Irmel Kamp’s large grouping of photographs, Zink (1978-82) began as a means of documenting a local building phenomenon in villages between Aachen and Liège and shows facades of rural architecture clad with sheets of zinc, mined at Kelmis on the German-Belgian border. Her serial and objective approach allows for cultural- historical, as well as sociological readings of the importance of zinc, an element also present in the human body.
Syowia Kyambi shows a sisal costume from a performance work, Fracture (i) (2011–16), woven using a traditional Kenyan method, conventionally employed for making kiondos (local handwoven bags). The outfit juxtaposes the transgenerational knowledges sedimented in this material with the history of colonial sisal plantations, using the specificity of her gendered body to transmute their reverberations into the present day.
Richard Long is creating a new temporary mural for the courtyard, harking back to earlier large-scale examples, such as Red Earth Circle, made for the ‘Magiciens de la Terre’ exhibition at the Centre Pompidou in 1989. The result is a dynamic composition that reveals the interaction of multiple, conflicting natural and man-made forces.
Otobong Nkanga’s presentation centres around Solid Maneuvers (2015), a manifestation of her encounters with a scarred Namibian landscape. Employing vermiculite, salt, heavy mineral sands and shredded copper, the sculpture serves as a poignant reminder of the ecological implications of capitalist accumulation. Using her body to consider how the mining of these landscapes is informed by physical gestures, Nkanga will perform with the installation on the opening night.
Yelena Popova focuses on the prismatic social, political and physical effects of energy, place, elements and monuments. Her visits to decommissioned nuclear sites around the UK inform two tapestry designs for mausoleums around the graphite cores of now defunct Magnox reactors, which cannot be moved for almost a century after their use, due to fear of radioactive contamination.
Lucy Raven presents a series of silver-gelatin shadowgrams, recording the elemental pressures of air and
raw materials from a number of explosive events. Made within a custom-built, black box on a ballistics range in New Mexico, a location typically employed as a test site for industrial mining and by the US Departments of Defense and Energy, the area (named Socorro, which gives its name to the work) is also close to the very first sites of nuclear weapon testing.
Zhan Wang’s presentation includes a new body of ink paintings, as well as sculptures from his much-revered series of stainless-steel artificial replicas of the ‘scholar’s rocks’ traditionally found in Chinese gardens. The mirrored surfaces of these previously organic objects are arranged on a tessellating grid of nine plinths that rotate and morph on a weekly basis, in formations that represent light, air, earth/ocean/plant, star, fish/insect, human/animal, and finally, rest. The ink works can similarly be moved around their matrices on the walls.

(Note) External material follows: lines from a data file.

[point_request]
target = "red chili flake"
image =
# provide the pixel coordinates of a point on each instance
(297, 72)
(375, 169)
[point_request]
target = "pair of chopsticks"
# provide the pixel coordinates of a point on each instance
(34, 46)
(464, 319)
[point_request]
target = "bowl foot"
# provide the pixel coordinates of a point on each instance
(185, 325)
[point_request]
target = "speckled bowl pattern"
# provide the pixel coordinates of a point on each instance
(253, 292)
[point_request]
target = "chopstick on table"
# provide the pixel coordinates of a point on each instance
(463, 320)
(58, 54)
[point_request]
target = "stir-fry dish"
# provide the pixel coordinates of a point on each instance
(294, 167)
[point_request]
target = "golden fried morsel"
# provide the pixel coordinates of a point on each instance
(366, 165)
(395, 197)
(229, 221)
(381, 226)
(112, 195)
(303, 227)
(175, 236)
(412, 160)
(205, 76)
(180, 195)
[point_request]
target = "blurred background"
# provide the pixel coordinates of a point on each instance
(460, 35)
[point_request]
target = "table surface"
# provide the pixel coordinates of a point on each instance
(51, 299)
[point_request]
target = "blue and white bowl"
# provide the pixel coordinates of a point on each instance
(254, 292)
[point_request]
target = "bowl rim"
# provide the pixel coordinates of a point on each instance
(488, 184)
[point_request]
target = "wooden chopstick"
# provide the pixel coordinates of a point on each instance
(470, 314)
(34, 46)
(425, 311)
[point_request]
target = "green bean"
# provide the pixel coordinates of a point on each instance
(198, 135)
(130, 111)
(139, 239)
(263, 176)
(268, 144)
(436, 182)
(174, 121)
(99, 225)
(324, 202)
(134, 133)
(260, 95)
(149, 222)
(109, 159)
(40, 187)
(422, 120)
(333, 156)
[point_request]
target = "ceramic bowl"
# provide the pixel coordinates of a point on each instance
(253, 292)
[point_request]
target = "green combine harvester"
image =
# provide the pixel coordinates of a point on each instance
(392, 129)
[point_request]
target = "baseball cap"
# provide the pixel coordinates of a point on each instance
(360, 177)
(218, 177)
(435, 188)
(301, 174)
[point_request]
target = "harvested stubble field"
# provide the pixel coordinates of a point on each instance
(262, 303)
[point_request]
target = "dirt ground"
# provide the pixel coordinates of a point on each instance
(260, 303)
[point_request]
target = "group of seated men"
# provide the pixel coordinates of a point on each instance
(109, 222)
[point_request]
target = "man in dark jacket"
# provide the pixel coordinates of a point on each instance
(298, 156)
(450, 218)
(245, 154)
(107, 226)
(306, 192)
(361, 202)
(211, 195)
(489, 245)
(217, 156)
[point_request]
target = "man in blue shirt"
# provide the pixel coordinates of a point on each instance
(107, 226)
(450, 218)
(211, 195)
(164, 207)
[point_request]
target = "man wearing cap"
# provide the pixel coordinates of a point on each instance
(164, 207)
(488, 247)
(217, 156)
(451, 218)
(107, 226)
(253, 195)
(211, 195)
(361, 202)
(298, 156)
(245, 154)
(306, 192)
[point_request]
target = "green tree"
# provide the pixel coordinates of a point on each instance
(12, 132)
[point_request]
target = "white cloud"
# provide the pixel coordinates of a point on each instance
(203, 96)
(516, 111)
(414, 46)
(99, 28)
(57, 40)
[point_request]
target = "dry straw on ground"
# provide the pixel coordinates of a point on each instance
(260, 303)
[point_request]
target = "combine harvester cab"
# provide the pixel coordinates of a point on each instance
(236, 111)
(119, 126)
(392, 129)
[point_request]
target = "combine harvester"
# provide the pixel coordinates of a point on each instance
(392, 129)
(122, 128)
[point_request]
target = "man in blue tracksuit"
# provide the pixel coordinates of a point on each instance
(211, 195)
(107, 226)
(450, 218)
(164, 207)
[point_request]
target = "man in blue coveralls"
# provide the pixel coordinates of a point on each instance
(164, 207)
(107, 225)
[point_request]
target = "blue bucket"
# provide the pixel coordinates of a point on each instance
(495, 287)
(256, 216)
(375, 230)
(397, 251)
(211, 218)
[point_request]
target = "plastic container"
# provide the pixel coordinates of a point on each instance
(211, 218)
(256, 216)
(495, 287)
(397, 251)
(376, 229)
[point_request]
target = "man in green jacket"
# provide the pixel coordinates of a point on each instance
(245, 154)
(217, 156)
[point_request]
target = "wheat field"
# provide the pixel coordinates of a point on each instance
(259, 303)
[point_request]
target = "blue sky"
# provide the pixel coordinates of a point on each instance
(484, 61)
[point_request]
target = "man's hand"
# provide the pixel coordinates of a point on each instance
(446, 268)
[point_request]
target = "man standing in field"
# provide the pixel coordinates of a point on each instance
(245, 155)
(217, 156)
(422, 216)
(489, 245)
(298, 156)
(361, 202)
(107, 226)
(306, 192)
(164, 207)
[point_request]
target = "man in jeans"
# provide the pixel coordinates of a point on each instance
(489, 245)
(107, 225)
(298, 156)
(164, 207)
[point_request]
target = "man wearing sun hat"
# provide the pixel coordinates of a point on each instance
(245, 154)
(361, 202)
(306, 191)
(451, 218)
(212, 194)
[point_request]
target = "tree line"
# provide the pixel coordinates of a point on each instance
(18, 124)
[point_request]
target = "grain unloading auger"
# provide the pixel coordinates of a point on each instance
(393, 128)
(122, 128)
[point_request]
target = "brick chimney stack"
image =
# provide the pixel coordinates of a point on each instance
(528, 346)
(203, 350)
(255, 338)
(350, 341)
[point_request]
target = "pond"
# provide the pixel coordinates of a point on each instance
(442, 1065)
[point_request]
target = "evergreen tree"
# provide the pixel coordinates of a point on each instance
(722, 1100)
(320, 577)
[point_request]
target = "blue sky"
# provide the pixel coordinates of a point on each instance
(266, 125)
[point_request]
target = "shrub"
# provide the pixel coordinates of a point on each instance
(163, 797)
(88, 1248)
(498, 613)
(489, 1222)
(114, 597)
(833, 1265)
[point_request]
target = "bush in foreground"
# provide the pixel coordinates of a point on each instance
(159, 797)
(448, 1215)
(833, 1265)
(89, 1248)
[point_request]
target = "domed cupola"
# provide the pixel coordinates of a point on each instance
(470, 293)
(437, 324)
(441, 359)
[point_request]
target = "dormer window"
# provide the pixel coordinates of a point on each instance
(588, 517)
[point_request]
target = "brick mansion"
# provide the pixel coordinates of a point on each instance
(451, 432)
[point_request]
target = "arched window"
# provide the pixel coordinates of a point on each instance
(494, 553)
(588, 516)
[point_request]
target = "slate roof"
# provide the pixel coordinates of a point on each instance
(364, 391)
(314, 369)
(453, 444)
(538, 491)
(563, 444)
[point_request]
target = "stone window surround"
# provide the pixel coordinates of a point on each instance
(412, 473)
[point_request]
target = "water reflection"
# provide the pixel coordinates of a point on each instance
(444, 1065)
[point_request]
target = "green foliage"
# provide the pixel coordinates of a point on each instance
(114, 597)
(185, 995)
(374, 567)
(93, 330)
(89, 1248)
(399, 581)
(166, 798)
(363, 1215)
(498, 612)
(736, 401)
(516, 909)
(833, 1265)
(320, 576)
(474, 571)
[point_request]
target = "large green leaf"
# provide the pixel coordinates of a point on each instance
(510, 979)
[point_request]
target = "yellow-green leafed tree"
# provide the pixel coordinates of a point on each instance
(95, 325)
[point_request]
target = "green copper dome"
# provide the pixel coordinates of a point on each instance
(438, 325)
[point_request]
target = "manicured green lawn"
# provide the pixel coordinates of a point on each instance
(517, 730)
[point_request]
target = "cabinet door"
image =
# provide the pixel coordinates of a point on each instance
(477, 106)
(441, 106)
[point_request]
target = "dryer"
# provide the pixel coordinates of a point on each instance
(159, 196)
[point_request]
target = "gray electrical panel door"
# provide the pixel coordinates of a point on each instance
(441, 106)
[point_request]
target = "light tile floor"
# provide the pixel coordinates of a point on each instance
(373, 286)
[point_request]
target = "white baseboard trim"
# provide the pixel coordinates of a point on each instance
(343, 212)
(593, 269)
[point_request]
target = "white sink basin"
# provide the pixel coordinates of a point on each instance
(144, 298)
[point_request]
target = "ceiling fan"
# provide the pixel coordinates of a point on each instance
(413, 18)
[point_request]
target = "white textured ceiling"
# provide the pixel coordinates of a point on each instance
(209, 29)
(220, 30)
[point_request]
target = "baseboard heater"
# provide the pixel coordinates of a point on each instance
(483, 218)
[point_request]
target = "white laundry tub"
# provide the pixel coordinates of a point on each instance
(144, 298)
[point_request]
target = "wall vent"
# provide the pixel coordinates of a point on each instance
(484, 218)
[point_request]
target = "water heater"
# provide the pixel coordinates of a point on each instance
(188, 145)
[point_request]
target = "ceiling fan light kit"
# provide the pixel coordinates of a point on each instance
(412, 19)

Feifei Zhou uses green mussels to elucidate the toxic pathways and entangled social and environmental injustices of Jakarta’s waterscape. Collaborating with anthropologist Kirsten Keller, her drawn map, Flowing Toxins (2020), depicts field research of the spread of noxious material waste and immaterial pollutants throughout and beyond the city of Jakarta and the social-ecological impacts urban infrastructures create on more-than-human livelihoods.